AGAMA Biogas did a feasibility assessment of biogas digesters at ten pig units on three piggeries, on request of the Premier Pork Producers (PPP). At the organisation’s AGM (2008) , Greg Austin from AGAMA Biogas gave feedback on the assessment. He said the study should be used as an initial guide to assessing at a high level whether the farm in question warrants a more in-depth analysis, leading to design and implementation.He said more efficient and sustainable farming methods should be looked at, especially because of the current difficult financial position in which farmers find themselves, mostly due to the inflexible market price and rising input costs.
What is biogas?
Biogas is a clean, renewable, naturally produced and under-utilised source of energy. It is produced through an anaerobic biological process of conversion utilising any organic material (e.g. animal manure, urine and other agricultural residues).

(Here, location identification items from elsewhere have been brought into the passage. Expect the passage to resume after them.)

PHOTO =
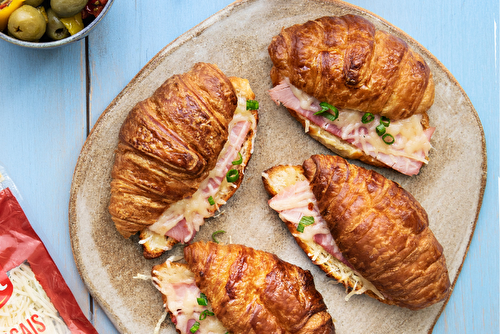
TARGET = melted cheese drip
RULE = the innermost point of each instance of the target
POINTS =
(185, 307)
(292, 210)
(28, 299)
(410, 138)
(197, 207)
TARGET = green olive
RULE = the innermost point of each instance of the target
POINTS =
(26, 23)
(67, 8)
(34, 3)
(55, 28)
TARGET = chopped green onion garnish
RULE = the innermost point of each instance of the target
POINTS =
(195, 327)
(215, 233)
(325, 107)
(252, 105)
(380, 129)
(202, 300)
(206, 313)
(239, 160)
(388, 139)
(232, 175)
(384, 120)
(367, 118)
(305, 221)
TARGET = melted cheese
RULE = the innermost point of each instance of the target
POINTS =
(177, 283)
(410, 138)
(296, 201)
(196, 208)
(29, 299)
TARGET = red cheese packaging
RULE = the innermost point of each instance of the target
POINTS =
(34, 298)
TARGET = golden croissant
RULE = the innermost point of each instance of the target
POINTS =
(175, 149)
(360, 91)
(237, 289)
(361, 229)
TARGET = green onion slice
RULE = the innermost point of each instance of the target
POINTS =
(252, 104)
(202, 300)
(239, 160)
(215, 233)
(305, 221)
(384, 120)
(195, 327)
(367, 118)
(380, 129)
(232, 175)
(206, 313)
(388, 139)
(325, 107)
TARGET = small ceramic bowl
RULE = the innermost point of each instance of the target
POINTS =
(53, 44)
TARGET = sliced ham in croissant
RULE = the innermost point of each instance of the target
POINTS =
(174, 151)
(361, 92)
(249, 291)
(362, 229)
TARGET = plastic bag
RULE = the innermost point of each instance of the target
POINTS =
(34, 298)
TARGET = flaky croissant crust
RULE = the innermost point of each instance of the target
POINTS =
(254, 291)
(381, 230)
(348, 63)
(168, 144)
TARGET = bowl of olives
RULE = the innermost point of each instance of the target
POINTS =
(49, 23)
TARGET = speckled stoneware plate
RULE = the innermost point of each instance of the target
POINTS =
(236, 39)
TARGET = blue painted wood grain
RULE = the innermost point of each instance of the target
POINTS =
(43, 123)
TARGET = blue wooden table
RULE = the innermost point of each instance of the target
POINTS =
(50, 99)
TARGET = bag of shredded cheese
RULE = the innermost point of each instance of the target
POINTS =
(34, 298)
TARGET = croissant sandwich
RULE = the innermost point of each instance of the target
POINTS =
(362, 229)
(361, 92)
(236, 289)
(181, 154)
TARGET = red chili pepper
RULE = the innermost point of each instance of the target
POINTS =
(93, 8)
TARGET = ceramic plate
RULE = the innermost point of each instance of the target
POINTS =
(236, 39)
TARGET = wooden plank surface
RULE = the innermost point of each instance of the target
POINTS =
(43, 109)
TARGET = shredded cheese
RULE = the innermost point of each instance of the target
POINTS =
(29, 308)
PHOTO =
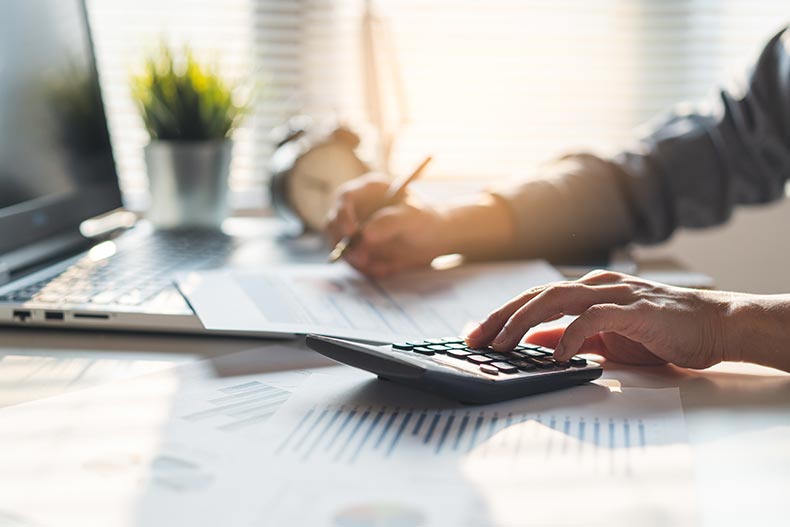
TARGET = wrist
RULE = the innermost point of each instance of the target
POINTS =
(481, 227)
(756, 330)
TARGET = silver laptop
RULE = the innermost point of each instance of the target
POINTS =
(56, 171)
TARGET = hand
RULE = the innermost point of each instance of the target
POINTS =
(396, 238)
(624, 318)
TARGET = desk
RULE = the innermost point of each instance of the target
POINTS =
(738, 415)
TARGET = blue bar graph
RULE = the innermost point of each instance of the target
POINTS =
(349, 434)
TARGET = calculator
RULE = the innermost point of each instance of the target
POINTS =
(449, 367)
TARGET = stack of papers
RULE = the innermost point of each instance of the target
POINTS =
(336, 300)
(213, 443)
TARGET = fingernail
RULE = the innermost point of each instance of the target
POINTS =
(475, 332)
(559, 351)
(500, 338)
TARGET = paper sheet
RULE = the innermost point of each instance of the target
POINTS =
(149, 451)
(336, 300)
(376, 452)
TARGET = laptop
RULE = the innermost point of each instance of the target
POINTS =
(57, 171)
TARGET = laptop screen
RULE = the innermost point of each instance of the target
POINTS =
(56, 164)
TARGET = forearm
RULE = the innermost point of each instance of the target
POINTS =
(758, 330)
(577, 212)
(479, 227)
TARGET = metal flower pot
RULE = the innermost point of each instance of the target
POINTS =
(188, 182)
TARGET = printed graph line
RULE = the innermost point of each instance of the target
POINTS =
(398, 435)
(323, 433)
(354, 431)
(350, 434)
(393, 416)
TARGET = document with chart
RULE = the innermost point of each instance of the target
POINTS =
(378, 451)
(336, 300)
(152, 450)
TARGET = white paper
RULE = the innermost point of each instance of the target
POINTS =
(336, 300)
(384, 453)
(150, 451)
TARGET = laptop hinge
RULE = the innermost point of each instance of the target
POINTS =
(16, 263)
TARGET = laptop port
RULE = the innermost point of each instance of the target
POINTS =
(53, 315)
(22, 314)
(92, 316)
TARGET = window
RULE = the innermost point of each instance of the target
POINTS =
(490, 87)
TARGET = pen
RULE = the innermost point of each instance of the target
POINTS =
(395, 193)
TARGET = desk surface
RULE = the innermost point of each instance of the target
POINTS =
(738, 415)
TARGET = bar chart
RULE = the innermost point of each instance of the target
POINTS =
(347, 434)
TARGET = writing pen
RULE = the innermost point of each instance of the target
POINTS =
(395, 193)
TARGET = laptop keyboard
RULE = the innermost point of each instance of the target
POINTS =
(131, 276)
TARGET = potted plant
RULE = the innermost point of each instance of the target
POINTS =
(190, 113)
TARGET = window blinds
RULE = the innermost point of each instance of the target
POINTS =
(491, 87)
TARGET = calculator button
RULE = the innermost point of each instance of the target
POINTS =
(504, 367)
(478, 359)
(498, 356)
(543, 364)
(523, 365)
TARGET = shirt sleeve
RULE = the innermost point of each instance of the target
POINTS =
(691, 170)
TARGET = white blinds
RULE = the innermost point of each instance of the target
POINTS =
(493, 87)
(496, 86)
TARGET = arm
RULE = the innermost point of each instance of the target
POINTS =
(636, 321)
(691, 171)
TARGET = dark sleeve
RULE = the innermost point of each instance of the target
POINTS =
(690, 171)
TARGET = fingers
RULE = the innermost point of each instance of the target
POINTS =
(486, 330)
(602, 276)
(355, 201)
(600, 318)
(569, 298)
(391, 223)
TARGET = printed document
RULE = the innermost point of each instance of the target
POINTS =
(376, 452)
(336, 300)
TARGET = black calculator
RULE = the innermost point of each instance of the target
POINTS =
(449, 367)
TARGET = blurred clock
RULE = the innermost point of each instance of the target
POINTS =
(306, 168)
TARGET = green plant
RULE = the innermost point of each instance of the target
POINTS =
(184, 100)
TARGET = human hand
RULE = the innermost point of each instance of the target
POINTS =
(407, 235)
(624, 318)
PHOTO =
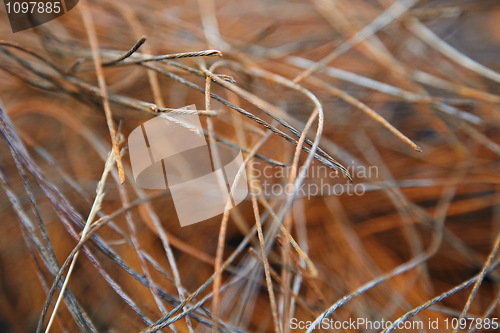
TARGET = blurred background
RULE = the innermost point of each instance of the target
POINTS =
(413, 236)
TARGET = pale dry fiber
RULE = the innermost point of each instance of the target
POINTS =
(401, 96)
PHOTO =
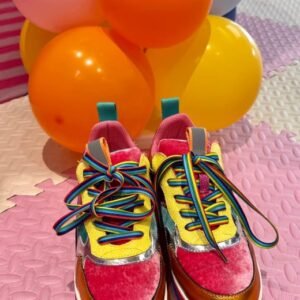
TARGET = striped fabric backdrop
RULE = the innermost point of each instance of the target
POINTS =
(13, 79)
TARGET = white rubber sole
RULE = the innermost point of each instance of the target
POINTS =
(183, 295)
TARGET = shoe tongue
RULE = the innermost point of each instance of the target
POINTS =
(99, 150)
(196, 142)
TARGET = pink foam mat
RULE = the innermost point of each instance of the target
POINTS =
(36, 264)
(279, 43)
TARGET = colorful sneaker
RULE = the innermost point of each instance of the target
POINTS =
(117, 256)
(207, 231)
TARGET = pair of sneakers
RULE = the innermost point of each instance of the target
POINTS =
(169, 229)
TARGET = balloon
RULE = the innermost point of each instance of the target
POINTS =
(155, 23)
(217, 88)
(173, 67)
(32, 40)
(59, 15)
(136, 54)
(222, 7)
(73, 72)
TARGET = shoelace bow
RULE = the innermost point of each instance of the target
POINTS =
(205, 210)
(115, 202)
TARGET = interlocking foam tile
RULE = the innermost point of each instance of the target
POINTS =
(267, 169)
(35, 264)
(27, 155)
(286, 12)
(279, 43)
(278, 101)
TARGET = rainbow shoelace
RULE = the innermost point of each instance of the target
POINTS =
(205, 211)
(116, 191)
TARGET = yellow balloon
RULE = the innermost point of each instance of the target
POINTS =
(172, 68)
(218, 87)
(32, 40)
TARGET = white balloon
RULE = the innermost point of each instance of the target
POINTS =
(222, 7)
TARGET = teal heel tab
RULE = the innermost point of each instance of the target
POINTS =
(169, 107)
(107, 111)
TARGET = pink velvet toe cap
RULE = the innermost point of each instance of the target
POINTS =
(209, 271)
(132, 281)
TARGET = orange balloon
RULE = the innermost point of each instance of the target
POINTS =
(156, 23)
(73, 72)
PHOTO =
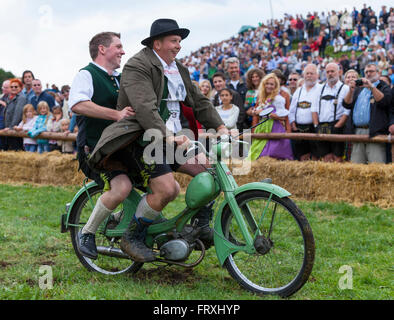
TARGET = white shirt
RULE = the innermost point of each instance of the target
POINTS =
(82, 86)
(327, 107)
(311, 97)
(176, 93)
(234, 83)
(229, 117)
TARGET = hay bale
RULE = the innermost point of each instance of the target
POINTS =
(310, 180)
(51, 168)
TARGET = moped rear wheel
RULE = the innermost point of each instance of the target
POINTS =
(110, 265)
(284, 250)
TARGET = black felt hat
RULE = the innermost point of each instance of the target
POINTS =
(165, 27)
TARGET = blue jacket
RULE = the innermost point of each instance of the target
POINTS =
(44, 96)
(39, 126)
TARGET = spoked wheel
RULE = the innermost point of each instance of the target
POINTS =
(284, 249)
(115, 263)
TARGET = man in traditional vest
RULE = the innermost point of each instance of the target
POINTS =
(93, 97)
(161, 92)
(300, 116)
(329, 116)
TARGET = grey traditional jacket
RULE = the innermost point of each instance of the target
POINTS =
(142, 86)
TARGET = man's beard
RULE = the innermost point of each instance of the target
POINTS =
(332, 81)
(310, 83)
(374, 79)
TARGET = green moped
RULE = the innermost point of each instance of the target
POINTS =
(260, 236)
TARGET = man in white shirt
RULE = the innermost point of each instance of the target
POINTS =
(93, 98)
(237, 84)
(329, 115)
(300, 116)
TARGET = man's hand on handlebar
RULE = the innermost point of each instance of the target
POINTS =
(182, 140)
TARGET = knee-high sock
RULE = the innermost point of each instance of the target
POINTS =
(100, 212)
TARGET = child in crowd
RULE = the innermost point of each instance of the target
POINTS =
(40, 125)
(28, 119)
(227, 111)
(66, 146)
(54, 125)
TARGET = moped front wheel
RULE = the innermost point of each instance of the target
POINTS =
(283, 241)
(109, 264)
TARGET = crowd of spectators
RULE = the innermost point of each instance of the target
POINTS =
(25, 106)
(305, 68)
(298, 51)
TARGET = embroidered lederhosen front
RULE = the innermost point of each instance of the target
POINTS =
(328, 127)
(304, 128)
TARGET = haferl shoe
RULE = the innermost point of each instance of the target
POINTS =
(87, 245)
(133, 241)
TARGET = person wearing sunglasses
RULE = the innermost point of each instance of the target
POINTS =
(13, 114)
(292, 82)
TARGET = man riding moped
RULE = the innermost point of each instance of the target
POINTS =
(161, 92)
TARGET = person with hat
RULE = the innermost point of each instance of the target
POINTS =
(93, 98)
(13, 114)
(165, 100)
(370, 106)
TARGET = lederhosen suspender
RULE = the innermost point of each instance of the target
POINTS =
(335, 101)
(298, 101)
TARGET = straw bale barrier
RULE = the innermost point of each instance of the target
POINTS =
(311, 180)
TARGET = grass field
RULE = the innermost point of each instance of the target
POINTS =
(347, 238)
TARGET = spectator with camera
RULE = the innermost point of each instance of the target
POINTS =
(329, 116)
(370, 102)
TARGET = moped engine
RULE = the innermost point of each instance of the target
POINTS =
(176, 250)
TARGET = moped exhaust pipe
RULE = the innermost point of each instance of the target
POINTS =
(112, 252)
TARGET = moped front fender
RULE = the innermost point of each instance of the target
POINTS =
(224, 247)
(66, 216)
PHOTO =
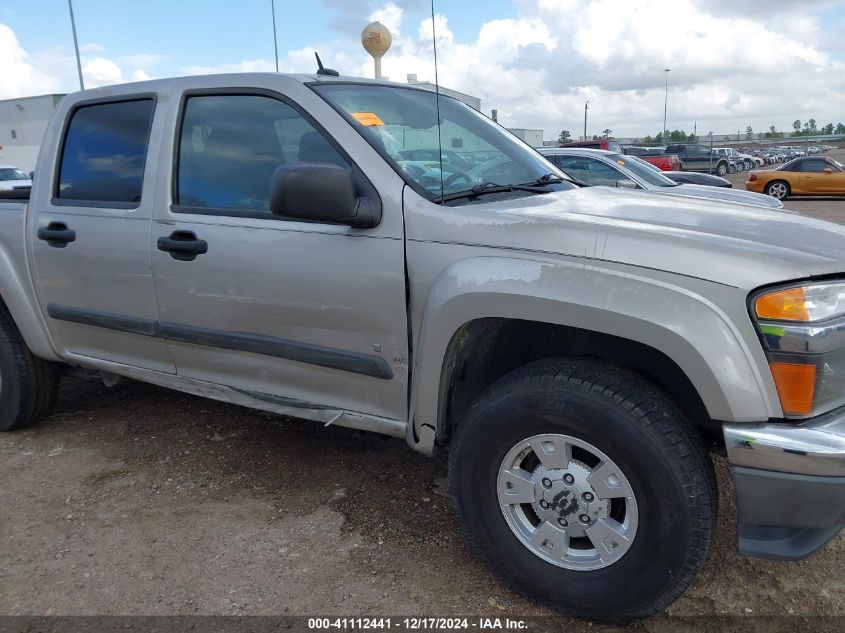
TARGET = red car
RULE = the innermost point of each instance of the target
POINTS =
(607, 143)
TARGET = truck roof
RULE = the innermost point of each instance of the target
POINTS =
(245, 79)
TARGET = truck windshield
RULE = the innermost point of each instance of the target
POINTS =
(401, 124)
(643, 170)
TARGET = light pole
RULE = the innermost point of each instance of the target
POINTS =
(75, 45)
(586, 105)
(275, 43)
(665, 105)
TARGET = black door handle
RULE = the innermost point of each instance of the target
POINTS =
(56, 234)
(183, 245)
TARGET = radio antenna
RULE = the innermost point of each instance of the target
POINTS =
(437, 98)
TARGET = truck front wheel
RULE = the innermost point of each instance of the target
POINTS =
(28, 385)
(583, 486)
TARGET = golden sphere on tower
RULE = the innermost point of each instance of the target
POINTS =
(376, 39)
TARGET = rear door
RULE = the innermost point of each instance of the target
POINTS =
(812, 179)
(305, 312)
(90, 233)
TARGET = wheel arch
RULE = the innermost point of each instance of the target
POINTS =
(17, 298)
(527, 310)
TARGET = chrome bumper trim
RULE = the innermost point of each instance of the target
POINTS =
(806, 338)
(811, 447)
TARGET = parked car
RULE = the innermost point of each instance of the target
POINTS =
(256, 239)
(597, 167)
(695, 157)
(654, 156)
(604, 143)
(744, 161)
(697, 178)
(13, 178)
(810, 176)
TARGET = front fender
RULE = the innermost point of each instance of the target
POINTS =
(716, 347)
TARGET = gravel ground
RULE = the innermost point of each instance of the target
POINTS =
(138, 500)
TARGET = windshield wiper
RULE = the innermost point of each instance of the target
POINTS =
(544, 180)
(489, 187)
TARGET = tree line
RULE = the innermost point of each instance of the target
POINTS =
(808, 128)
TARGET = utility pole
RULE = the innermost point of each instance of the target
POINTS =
(666, 104)
(275, 43)
(586, 105)
(75, 45)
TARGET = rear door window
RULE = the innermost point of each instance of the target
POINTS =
(104, 153)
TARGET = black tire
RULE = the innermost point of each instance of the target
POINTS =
(636, 426)
(780, 192)
(28, 385)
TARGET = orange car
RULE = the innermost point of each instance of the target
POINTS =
(808, 176)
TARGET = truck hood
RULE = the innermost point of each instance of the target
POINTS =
(725, 194)
(734, 244)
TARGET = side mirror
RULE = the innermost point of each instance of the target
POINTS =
(320, 192)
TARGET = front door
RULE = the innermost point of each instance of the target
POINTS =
(90, 235)
(312, 313)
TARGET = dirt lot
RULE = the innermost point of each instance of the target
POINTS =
(136, 500)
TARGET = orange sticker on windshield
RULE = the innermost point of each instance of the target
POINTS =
(367, 118)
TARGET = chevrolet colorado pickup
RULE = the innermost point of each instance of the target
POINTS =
(272, 241)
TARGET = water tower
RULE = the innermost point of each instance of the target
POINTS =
(376, 40)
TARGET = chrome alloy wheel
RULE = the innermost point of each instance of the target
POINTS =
(567, 502)
(777, 190)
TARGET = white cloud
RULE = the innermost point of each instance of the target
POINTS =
(390, 15)
(100, 71)
(728, 71)
(250, 66)
(19, 76)
(141, 60)
(729, 68)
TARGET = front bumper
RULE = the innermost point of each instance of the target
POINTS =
(790, 484)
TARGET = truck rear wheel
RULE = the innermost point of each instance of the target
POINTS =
(583, 486)
(28, 385)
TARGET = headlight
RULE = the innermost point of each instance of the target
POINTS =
(813, 303)
(803, 332)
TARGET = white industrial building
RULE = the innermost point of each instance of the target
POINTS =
(22, 126)
(473, 102)
(533, 137)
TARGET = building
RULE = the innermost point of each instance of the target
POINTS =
(533, 137)
(473, 102)
(22, 126)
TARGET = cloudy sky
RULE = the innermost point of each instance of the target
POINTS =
(733, 62)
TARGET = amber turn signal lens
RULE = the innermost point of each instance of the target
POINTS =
(783, 305)
(796, 385)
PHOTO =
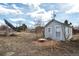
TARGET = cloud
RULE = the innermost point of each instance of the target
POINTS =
(7, 11)
(74, 9)
(17, 19)
(40, 13)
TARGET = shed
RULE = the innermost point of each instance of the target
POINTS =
(57, 30)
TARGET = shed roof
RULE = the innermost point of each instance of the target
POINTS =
(57, 22)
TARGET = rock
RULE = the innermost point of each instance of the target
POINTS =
(9, 53)
(42, 40)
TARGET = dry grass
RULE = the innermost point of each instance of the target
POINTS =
(26, 44)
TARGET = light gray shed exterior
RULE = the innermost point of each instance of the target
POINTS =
(58, 31)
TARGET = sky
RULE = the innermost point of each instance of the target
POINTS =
(28, 13)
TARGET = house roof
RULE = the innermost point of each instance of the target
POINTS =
(57, 22)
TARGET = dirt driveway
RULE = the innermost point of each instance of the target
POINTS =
(24, 45)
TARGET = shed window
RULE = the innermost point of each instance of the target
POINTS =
(48, 29)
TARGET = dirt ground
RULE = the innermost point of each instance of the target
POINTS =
(25, 44)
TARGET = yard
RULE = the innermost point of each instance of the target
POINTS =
(25, 44)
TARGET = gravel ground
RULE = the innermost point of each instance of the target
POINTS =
(24, 44)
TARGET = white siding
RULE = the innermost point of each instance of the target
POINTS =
(64, 31)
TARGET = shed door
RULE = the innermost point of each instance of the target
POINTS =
(58, 32)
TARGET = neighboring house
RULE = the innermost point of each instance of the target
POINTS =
(58, 31)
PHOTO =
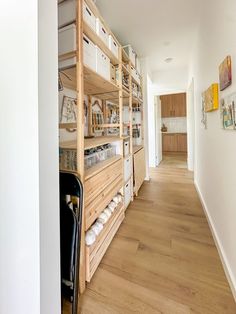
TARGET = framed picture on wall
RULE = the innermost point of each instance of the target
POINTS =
(225, 73)
(228, 112)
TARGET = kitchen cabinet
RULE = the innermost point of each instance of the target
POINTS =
(174, 142)
(173, 105)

The process breaks down the organic material and generates methane (CH4), similar to natural gas, which can be used for heating, cooling, electricity production, motorised vehicle fuel, etc. This biogas can be easily and safely piped, bottled, sorted, compressed and even liquefied.
What does a digester do?
- converts volatile solids to methane
- reduces the pollutant levels in the waste, as measured by the Chemical Oxygen Demand or COD
- reduces the odour from the waste
- converts nitrogen to ammonia
- can provide pathogen reduction
- produces methane rich biogas
- produces valuable fertiliser.
How does it work?
Through the action of bacteria, anaerobic digestion is the natural decomposition of organic matter in an anaerobic environment. The process requires at least two steps, namely Acidogenesis (organics converted to acetate and H2) and Methanogenesis (acetate and H2 converted to methane). These steps rely on a diverse and interdependent group of bacteria to complete the process.
Benefits to farmers
The benefits of biogas are endless. Not only is odour controlled in this way, it also is a source of energy, as well as soil fertility and fertiliser. Flies and weeds are controlled and reduced levels of Phosphorus are released into the environment. It also leads to pathogen destruction and carbon and other environmental credits. It also has value in terms of public relations.
Types of digesters
The types of digesters used depend on feedstock types, feedstock total solids concentration, facility location and management structure. Other factors include bedding materials, land availability and budget.
To optimise the location of the digester for gravity flow, planning a digester around the proximity of the digester to gas use, the use of the nutrients flowing from the digester, and existing waste management practice are important. The output of the system can be optimised by finding thermal applications for the gas and finding heat applications if electricity is generated. It utilise the nutrients in the digestate, both solid and liquid.
Type of information reviewed
- How many animals? How big are they and how much feed do they consume?
- What is the volume of water used?
- Other components of waste, e.g. bedding?
- What type of flushing system is used?
- What is the current energy usage and cost?
- Are there any economic considerations?
Cost benefit analysis
- The NPV represents the total value of the project in today’s Rand value. A project should only be developed if the NPV is positive. The higher the value, the higher the value of the project will be to the farmer.
- The IRR is a measure of the return on the investment made, over time. Typically, the investor (farmer) should look for an IRR greater than a return on investment that can be made in the open market, i.e. a project with an IRR >15% should be considered an attractive prospect.
- The BCR is a ratio that compares the net benefits (revenues) from a project against the net expenditures (outgoings) for a project. The BCR must be >1 for a project to be deemed appropriate, and the higher the BCR, the more attractive the project is.
- The B/EVEN is the period of time measured in years where the cumulative net difference between income and expenditure for the project turns form being negative to being positive.
Assumptions made are that a project has a lifetime of 15 years, the inflation rate is eight percent and the discount rate also eight percent. It is expected that electricity as well as fertiliser will increase with 15% per annum. Carbon revenues do not increase annually, while the maintenance cost increase eight percent per annum.
Farm Biogas is being considered as a way to make large farms environmentally acceptable. There is tremendous interest in the farm community, as large farms and animal concentration increases.
Biogas is a viable option for distributed generation of farms. It appears to be economically viable in many instances, although a careful feasibility and design process is required.
The study has shown that the larger the farm (number of animals) the more financially viable it becomes. It has also indicated that developing the project as a carbon project invariably makes the project financially viable. One of the big drawbacks with carbon finance is the additional costs associated with developing the carbon aspects of the project. Valuing and using the nutrient content of the digestate, against today’s chemical fertiliser costs, means that a biogas project pays for itself within two years.
It is recommended that farmers that have a need to manage odours, slurry, generate energy or are simply planning a new pig unit, should seriously consider placing biogas digester technology at the centre of their planning process.